No es primera vez que estas cosas ocurren en sistemas como el que impera en Cuba. En 1956, Nikita Kruschev tuvo el valor de denunciar los crímenes de Stalin, a lo que más tarde Alexander Solzenitzen se referiría como un acto generoso del entonces líder soviético. Sin embargo, habría que esperar 33 años, hasta 1989, para que ese comportamiento evolucionara y cayera el Muro de Berlín.

La clave de tales situaciones debe ser interpretada como un proceso y no como hechos aislados.
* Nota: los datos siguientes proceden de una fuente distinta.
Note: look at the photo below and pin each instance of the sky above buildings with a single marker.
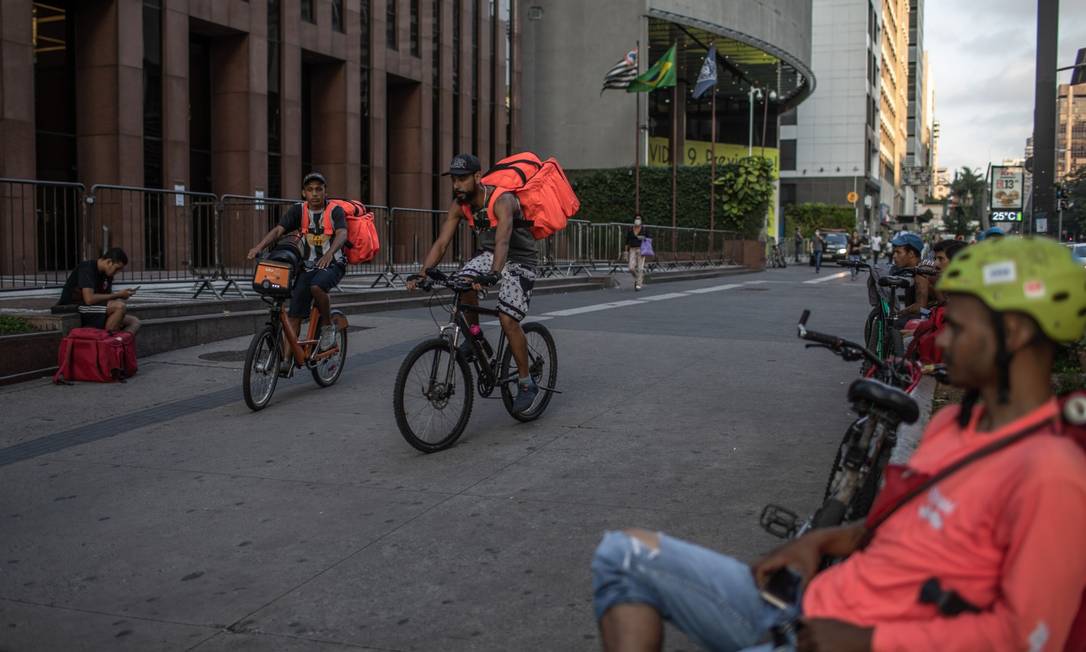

Yoani Sánchez como Nikita Kruschev, Alexander Solzentnizen y Andrei Sájarov llevaron adelante los argumentos a favor de una sociedad pluralista y respetuosa de los derechos humanos, pero eso no se hizo realidad hasta mucho más tarde gracias a la política de contención estadounidense, como lo es hoy el embargo de Estados Unidos al gobierno de Cuba, no a su pueblo.

El embargo económico puede ser interpretado por el gobierno cubano como un “bloqueo”, pero no es otra cosa que una sanción bilateral que no debe terminar hasta que no concluya el gobierno absolutistas de Castro. Levantarlo sería aceptar su hegemonía.